I’ve been waiting on my mind to get right for years. What, exactly, should be in there, just before and right as I take Communion? Unworthiness? Gratitude for Jesus’ broken body – and spilled blood? For me, that is hard to think about, even hard to type. So I have muddled along, still allowed to sing in the choir, teach Sunday School, attend Ice Cream Socials – while in search of a heart connection to this key sacrament of our faith. And lately, at GPPC, I think I have begun to find it.
Our first season of Supper Church a few years back helped me. There were wonderful meals, prayer, Bible study, fellowship – and Communion, all at table together. Communion seemed to seep across the rest of the experience – becoming less mysterious and more spirit-filled.
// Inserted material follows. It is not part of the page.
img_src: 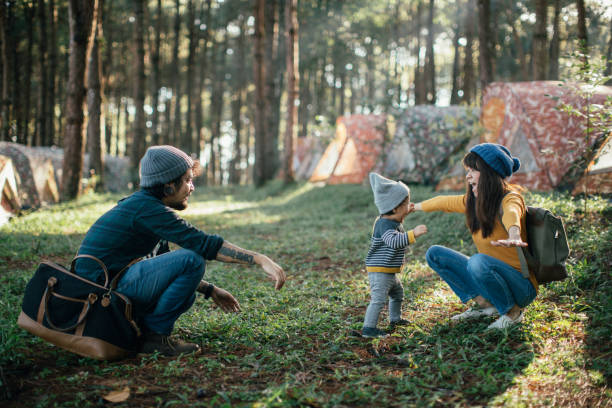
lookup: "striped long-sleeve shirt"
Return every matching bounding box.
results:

Our pastor’s preaching on Communion goes deep and soars, even as it centers us. I have a scrap of bulletin in my kitchen with a scribbled quote from her invitation to table a year or two back: God is the table. Jesus is the bread. The Spirit serves. Her sermon on Superbowl Sunday offered this assurance for gathering: There is no rivalry here, no better or worse seats, no food you need money to buy, no ticket for admission. All are welcome. All are equal.
Just last Sunday, Carla shared author Nora Gallagher’s account of walking to the Communion table in a self-absorbed daze, where she lightly bumped into and then recognized a woman to whom she was not speaking. “Let’s see what happens now” she imagined the Holy Spirit chuckling. Possibly that story was in some dim corner of my mind earlier this week when I snuck out of work for a Five Guys burger fix. As I fed the meter on Broad Street, a man approached with a little small talk and then asked if I could help him because he was very hungry. I heard myself offer to buy him a burger. And we had lunch, at table together. Before I maxed out on such an extroverted, first-time experience and excused myself back to work, Tremaine and I had learned a half dozen things about each other.
My dad would have offered him a ride somewhere, taken down his contact info, followed up on his efforts to get disability. Maybe next time for me. One thing about Communion: the invitations keep coming ’round.
Although Alfred Walker joined our church as a teenager, he was surprised to be the longest-time member attending our Spring Retreat last weekend. In all his years at GPPC, he has never seen anyone take Communion inappropriately.